I'm trying to count same string/words from a text file in C++. 我试图从C ++中的文本文件计算相同的字符串/单词。

This is my text file
one two three two
test testing 123
1 2 3

This is my main program 这是我的主程序

#include <iostream>
#include <fstream>
#include <string>

using namespace std;

int main(int argc, const char** argv)
{
    int counter = 0;
    int ncounter = 0;
    string str;
    ifstream input(argv[1]);

    while (getline(input, str)) 
    {
        if(str.find("two") != string::npos){counter++;}
        if(str.find('\n') != string::npos){ncounter++;}

        cout << str << endl; //To show the content of the file
    }

    cout << endl;
    cout << "String Counter: " << counter << endl;
    cout << "'\\n' Counter: " << ncounter << endl;

    return 0;
}

I'm using the .find() function to find the string. 我正在使用.find()函数查找字符串。 When I insert an non-existant word, it doesn't count. 当我插入一个不存在的单词时,它不算在内。 When I insert the word "two", it counts, but only once. 当我插入“两个”一词时,它会计数,但只有一次。

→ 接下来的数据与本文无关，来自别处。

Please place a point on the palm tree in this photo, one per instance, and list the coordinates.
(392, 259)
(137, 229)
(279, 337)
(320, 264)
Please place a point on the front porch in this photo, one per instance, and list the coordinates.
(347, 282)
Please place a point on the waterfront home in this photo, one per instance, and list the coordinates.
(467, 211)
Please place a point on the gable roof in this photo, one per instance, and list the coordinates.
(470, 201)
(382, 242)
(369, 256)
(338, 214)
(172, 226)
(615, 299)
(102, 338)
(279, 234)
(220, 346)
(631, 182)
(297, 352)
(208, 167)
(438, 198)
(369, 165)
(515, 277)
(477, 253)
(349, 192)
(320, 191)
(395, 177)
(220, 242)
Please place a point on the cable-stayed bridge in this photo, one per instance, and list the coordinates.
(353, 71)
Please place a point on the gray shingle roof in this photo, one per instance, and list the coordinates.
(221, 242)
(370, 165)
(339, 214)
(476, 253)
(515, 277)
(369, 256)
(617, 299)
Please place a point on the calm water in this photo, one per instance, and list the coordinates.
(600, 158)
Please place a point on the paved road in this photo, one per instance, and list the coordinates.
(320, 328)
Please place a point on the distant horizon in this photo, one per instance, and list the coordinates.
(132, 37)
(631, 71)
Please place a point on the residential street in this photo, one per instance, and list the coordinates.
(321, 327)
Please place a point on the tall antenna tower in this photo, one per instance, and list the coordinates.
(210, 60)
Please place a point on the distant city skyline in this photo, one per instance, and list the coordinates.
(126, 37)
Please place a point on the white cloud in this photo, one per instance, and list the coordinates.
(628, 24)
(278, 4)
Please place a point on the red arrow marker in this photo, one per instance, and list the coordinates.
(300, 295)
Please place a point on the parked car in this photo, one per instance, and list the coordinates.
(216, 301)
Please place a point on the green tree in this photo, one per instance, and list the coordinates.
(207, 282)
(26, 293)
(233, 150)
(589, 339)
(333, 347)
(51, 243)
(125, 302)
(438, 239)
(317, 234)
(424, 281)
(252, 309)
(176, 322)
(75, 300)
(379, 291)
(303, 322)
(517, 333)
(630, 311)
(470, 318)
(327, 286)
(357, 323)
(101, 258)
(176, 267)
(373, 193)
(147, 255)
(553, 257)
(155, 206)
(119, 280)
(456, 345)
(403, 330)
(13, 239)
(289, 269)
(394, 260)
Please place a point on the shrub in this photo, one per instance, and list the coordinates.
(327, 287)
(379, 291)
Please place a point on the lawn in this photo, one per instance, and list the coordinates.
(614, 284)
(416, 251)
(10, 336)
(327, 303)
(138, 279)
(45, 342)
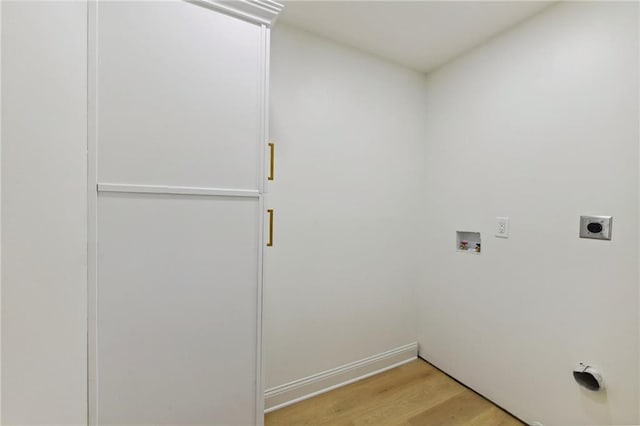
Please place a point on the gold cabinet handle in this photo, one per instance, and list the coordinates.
(272, 148)
(270, 242)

How come it didn't count 2 times? 怎么没算两次呢?

And for the carriage return (or return line; \\n), it can't count any. 对于回车符(或回车行; \\ n),它不能计数。 Why is that? 这是为什么?

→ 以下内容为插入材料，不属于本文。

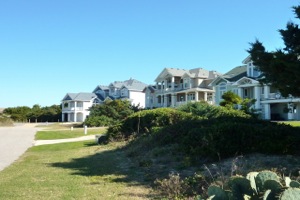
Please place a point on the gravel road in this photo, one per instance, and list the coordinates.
(14, 141)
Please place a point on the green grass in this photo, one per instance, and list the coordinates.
(66, 133)
(79, 170)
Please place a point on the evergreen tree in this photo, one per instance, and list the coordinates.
(281, 68)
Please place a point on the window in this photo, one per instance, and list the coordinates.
(191, 97)
(245, 92)
(222, 89)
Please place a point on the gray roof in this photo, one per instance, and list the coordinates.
(82, 96)
(101, 87)
(130, 84)
(193, 73)
(236, 73)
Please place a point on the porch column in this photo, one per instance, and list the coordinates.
(266, 91)
(257, 97)
(173, 83)
(267, 113)
(205, 96)
(196, 96)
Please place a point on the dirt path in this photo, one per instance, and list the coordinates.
(14, 141)
(83, 138)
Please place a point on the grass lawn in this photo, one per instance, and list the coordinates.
(66, 133)
(79, 170)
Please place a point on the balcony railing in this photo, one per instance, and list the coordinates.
(73, 109)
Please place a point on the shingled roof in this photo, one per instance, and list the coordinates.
(130, 84)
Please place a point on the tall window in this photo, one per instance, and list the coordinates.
(222, 89)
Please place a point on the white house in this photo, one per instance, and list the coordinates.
(175, 87)
(269, 102)
(150, 96)
(131, 90)
(75, 106)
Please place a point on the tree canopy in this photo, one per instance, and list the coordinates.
(281, 68)
(34, 114)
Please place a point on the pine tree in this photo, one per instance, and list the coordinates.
(281, 68)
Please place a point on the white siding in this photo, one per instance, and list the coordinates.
(137, 98)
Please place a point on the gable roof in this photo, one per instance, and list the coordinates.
(152, 88)
(131, 84)
(100, 87)
(232, 75)
(170, 72)
(246, 81)
(192, 73)
(82, 96)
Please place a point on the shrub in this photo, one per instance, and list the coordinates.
(143, 121)
(206, 110)
(229, 136)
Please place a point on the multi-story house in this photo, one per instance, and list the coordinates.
(131, 89)
(175, 87)
(150, 96)
(75, 106)
(269, 102)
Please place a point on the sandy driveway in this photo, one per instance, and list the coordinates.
(14, 141)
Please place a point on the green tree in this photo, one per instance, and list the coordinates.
(281, 68)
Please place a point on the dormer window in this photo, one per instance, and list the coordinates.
(222, 88)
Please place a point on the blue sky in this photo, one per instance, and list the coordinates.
(51, 47)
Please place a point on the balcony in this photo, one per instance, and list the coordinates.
(73, 109)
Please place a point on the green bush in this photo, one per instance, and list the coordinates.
(228, 136)
(143, 121)
(206, 110)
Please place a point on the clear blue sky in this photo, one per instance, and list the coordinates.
(51, 47)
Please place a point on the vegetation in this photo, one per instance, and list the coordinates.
(281, 68)
(34, 114)
(167, 138)
(257, 185)
(110, 113)
(208, 111)
(63, 134)
(77, 170)
(145, 121)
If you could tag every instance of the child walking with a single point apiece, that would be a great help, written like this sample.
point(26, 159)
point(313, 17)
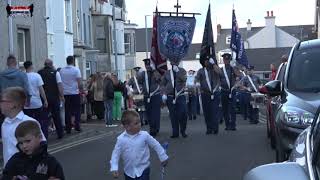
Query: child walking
point(32, 161)
point(133, 147)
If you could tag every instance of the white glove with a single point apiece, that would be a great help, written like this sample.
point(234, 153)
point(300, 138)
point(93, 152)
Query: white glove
point(175, 68)
point(211, 61)
point(164, 98)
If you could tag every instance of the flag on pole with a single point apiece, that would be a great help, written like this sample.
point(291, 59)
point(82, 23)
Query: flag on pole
point(159, 61)
point(207, 47)
point(237, 44)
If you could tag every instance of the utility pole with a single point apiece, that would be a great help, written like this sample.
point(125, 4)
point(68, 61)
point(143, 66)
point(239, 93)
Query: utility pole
point(10, 31)
point(115, 37)
point(147, 40)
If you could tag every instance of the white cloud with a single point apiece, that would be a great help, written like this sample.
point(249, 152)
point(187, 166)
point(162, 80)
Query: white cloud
point(287, 12)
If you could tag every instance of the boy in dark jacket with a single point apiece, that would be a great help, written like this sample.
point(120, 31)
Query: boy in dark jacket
point(32, 162)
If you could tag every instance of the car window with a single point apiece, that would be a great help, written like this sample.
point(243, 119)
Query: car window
point(304, 74)
point(315, 144)
point(281, 72)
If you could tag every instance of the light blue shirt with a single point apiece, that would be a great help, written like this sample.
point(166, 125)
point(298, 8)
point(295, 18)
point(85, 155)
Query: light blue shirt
point(134, 151)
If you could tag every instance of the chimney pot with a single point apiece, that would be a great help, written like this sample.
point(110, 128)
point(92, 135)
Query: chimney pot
point(218, 29)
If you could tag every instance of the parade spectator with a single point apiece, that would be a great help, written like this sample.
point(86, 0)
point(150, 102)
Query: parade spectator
point(97, 89)
point(108, 96)
point(273, 72)
point(36, 107)
point(71, 81)
point(192, 99)
point(118, 87)
point(54, 92)
point(90, 97)
point(12, 102)
point(32, 161)
point(136, 165)
point(13, 77)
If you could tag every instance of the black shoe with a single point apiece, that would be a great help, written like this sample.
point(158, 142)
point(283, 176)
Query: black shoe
point(233, 129)
point(174, 136)
point(153, 134)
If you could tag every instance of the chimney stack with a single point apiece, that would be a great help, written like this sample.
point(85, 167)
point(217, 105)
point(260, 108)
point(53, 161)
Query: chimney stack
point(249, 25)
point(270, 19)
point(218, 29)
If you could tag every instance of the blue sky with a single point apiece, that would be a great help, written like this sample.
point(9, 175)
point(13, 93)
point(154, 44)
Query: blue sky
point(287, 12)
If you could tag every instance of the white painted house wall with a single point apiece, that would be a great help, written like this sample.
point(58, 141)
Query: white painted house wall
point(284, 39)
point(61, 43)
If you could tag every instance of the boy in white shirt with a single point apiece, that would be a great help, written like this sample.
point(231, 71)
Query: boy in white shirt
point(12, 102)
point(133, 147)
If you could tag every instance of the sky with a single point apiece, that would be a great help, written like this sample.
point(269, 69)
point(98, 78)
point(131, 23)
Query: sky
point(287, 12)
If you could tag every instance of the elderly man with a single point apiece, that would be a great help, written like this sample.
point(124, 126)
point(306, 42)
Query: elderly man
point(54, 91)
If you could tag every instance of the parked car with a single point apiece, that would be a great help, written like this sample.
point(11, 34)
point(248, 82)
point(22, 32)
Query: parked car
point(303, 163)
point(295, 96)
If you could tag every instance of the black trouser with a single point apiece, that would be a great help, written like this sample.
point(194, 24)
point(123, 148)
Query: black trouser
point(72, 108)
point(54, 109)
point(39, 115)
point(99, 109)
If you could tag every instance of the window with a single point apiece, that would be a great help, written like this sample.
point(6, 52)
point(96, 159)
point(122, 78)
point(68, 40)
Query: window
point(281, 72)
point(85, 29)
point(228, 39)
point(67, 14)
point(127, 43)
point(89, 27)
point(24, 46)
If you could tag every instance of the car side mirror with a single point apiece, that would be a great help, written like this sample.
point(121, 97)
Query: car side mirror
point(272, 88)
point(277, 171)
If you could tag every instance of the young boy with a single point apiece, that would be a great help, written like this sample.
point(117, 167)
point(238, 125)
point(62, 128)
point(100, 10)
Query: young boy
point(12, 102)
point(33, 161)
point(133, 146)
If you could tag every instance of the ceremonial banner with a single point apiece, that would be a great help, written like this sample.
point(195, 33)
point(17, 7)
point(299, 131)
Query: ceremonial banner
point(175, 36)
point(159, 61)
point(237, 44)
point(207, 46)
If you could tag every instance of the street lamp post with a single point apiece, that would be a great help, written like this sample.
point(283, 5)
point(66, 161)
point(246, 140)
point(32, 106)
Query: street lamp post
point(10, 31)
point(147, 40)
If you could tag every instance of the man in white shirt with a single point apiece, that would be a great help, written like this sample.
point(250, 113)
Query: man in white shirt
point(12, 102)
point(133, 146)
point(35, 108)
point(71, 82)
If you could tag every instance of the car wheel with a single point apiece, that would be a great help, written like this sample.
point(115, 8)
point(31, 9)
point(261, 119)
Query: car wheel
point(272, 141)
point(280, 153)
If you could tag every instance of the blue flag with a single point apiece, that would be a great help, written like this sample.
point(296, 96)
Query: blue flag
point(237, 44)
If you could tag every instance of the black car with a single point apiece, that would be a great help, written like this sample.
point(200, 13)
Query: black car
point(303, 163)
point(295, 96)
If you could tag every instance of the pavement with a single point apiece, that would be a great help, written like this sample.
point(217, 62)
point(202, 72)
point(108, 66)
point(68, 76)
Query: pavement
point(227, 156)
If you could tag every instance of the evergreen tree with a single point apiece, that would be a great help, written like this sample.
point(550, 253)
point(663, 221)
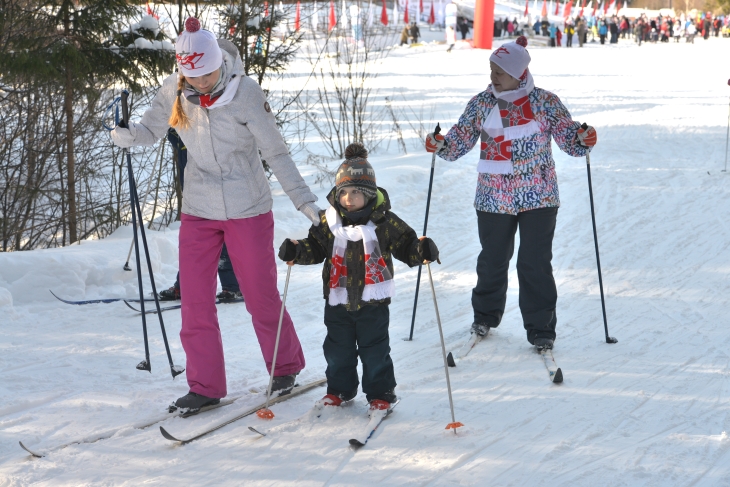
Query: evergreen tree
point(78, 47)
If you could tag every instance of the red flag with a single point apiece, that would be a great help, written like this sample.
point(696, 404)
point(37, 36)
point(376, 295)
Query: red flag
point(333, 21)
point(297, 17)
point(150, 12)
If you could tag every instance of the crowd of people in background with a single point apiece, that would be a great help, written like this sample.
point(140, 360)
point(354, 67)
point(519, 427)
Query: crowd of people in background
point(643, 29)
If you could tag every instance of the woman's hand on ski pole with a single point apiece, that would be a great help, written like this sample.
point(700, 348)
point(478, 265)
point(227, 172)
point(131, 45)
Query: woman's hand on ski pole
point(428, 250)
point(288, 251)
point(587, 136)
point(435, 142)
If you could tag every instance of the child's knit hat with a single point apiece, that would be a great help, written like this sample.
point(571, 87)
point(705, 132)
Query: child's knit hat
point(197, 51)
point(356, 171)
point(512, 57)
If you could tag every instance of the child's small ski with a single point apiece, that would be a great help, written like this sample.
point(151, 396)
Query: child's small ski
point(554, 372)
point(376, 417)
point(474, 339)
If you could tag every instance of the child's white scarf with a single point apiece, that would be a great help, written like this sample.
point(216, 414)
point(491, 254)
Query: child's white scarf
point(510, 119)
point(378, 279)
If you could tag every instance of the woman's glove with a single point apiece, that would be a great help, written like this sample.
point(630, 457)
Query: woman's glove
point(311, 211)
point(428, 250)
point(124, 136)
point(288, 250)
point(435, 142)
point(587, 136)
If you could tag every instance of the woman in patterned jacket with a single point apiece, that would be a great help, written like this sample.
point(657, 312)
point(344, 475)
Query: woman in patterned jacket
point(517, 187)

Because the two twos are on the same line and you are searching the line only for one substring. 因为这两个在同一行上,并且您仅在该行中搜索一个子字符串。
You can't find the '\\n' because the getline function reads the line up to and without the '\\n'. 您找不到'\\ n',因为getline函数读取的行一直到不包含'\\ n'。

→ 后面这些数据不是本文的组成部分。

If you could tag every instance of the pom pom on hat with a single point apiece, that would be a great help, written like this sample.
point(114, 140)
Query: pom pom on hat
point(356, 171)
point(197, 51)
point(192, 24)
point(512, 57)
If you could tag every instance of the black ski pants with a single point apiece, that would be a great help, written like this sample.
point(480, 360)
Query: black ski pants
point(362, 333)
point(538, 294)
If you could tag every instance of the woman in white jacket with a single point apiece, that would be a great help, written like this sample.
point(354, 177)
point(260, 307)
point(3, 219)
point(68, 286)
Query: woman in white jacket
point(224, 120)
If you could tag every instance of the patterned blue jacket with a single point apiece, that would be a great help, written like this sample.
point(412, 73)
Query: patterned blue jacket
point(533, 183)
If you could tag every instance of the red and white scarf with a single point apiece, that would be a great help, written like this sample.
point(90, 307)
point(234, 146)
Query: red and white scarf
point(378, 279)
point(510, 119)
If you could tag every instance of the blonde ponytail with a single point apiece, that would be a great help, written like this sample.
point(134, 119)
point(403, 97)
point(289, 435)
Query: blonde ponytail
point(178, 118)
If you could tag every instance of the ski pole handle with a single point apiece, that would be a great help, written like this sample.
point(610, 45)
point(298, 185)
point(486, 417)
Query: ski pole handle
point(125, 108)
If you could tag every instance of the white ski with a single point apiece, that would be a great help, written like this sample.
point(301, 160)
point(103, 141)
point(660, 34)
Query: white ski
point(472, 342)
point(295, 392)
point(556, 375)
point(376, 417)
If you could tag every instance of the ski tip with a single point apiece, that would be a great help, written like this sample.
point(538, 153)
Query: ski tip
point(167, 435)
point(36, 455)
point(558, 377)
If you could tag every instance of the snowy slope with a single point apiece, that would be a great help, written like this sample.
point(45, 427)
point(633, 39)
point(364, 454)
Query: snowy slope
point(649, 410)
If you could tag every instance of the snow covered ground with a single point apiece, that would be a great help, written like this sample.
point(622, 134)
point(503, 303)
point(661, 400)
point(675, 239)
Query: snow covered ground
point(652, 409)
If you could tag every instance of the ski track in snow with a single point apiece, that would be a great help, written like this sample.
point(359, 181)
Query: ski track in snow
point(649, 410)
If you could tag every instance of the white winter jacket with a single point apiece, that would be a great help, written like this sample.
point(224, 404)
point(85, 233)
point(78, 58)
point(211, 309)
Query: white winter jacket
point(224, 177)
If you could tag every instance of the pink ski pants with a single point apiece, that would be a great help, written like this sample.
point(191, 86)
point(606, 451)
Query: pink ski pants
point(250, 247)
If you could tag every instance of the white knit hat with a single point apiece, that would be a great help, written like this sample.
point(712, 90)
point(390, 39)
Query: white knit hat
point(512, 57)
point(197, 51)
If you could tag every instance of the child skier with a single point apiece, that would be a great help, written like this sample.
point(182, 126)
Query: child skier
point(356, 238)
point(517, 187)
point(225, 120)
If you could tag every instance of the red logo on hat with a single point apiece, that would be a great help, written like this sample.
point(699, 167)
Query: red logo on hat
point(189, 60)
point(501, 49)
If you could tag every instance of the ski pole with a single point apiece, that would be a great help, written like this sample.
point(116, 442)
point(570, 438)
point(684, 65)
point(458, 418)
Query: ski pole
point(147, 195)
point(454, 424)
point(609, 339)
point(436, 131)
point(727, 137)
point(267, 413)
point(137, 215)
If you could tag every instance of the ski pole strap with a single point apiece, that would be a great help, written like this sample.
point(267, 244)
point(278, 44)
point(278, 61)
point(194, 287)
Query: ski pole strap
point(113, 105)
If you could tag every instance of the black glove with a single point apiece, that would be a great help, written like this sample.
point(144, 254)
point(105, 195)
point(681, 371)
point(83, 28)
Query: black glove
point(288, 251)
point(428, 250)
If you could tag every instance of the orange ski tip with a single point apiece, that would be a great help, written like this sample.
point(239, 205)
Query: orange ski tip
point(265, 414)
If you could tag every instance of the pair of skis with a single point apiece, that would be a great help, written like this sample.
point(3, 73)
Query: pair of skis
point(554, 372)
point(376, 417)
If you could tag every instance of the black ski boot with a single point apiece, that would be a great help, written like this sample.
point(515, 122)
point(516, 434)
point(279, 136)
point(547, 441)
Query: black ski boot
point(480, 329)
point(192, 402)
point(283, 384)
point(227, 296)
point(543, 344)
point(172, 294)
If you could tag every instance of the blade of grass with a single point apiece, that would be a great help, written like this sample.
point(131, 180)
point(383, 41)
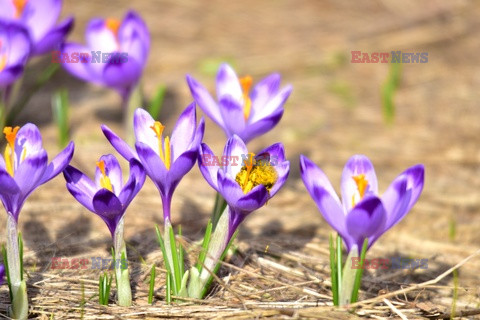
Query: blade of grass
point(333, 272)
point(358, 275)
point(157, 102)
point(60, 107)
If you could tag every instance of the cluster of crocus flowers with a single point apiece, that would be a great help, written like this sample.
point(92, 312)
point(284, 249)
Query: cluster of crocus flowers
point(14, 52)
point(242, 110)
point(121, 50)
point(108, 197)
point(363, 215)
point(166, 160)
point(246, 186)
point(23, 168)
point(39, 17)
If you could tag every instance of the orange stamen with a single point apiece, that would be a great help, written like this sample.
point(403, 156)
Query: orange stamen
point(163, 147)
point(10, 135)
point(104, 180)
point(19, 6)
point(246, 83)
point(362, 185)
point(113, 25)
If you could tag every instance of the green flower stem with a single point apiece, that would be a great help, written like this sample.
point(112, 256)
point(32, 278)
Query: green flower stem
point(18, 287)
point(218, 243)
point(124, 292)
point(132, 102)
point(348, 278)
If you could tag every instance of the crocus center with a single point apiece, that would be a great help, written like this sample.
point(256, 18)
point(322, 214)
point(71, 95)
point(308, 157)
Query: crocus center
point(113, 25)
point(104, 180)
point(246, 83)
point(362, 185)
point(3, 61)
point(11, 135)
point(164, 150)
point(19, 6)
point(252, 175)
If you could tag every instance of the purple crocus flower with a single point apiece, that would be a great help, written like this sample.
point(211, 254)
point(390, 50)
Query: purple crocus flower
point(14, 51)
point(246, 181)
point(362, 213)
point(107, 196)
point(245, 185)
point(25, 166)
point(165, 160)
point(117, 53)
point(239, 111)
point(39, 17)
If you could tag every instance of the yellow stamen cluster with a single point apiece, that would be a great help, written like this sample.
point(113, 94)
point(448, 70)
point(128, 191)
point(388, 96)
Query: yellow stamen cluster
point(163, 144)
point(252, 175)
point(10, 135)
point(104, 180)
point(19, 6)
point(3, 61)
point(113, 25)
point(362, 185)
point(246, 83)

Why not use a std::multiset to store the words ? 为什么不使用std::multiset存储单词呢? It would do the counting for you, and reading the file into it can be done in one line: 它将为您进行计数 ,并且可以在一行中完成将文件读入其中的操作:

#include <iostream>
#include <fstream>
#include <string>
#include <set>
#include <iterator>

int main(int argc, const char** argv)
{
    // Open the file
    std::ifstream input(argv[1]);

    // Read all the words into a set
    std::multiset<std::string> wordsList = 
        std::multiset<std::string>( std::istream_iterator<std::string>(input),
                                    std::istream_iterator<std::string>());

    // Iterate over every word
    for(auto word = wordsList.begin(); word != wordsList.end(); word=wordsList.upper_bound(*word))
        std::cout << *word << ": " << wordsList.count(*word) << std::endl;

    // Done
    system("pause");
    return 0;
}

Note the last for part - word=wordsList.upper_bound(*word) . 注意最后for部分word=wordsList.upper_bound(*word) Technically you can switch it to simply word++ (then actually it would be better to shorten it to simply for(auto word: wordList ). It ensures each value from the set will only be output once. 从技术上讲,您可以将其切换为简单的word++ (然后将其简化for(auto word: wordList )会更好。它可以确保集合中的每个值仅输出一次。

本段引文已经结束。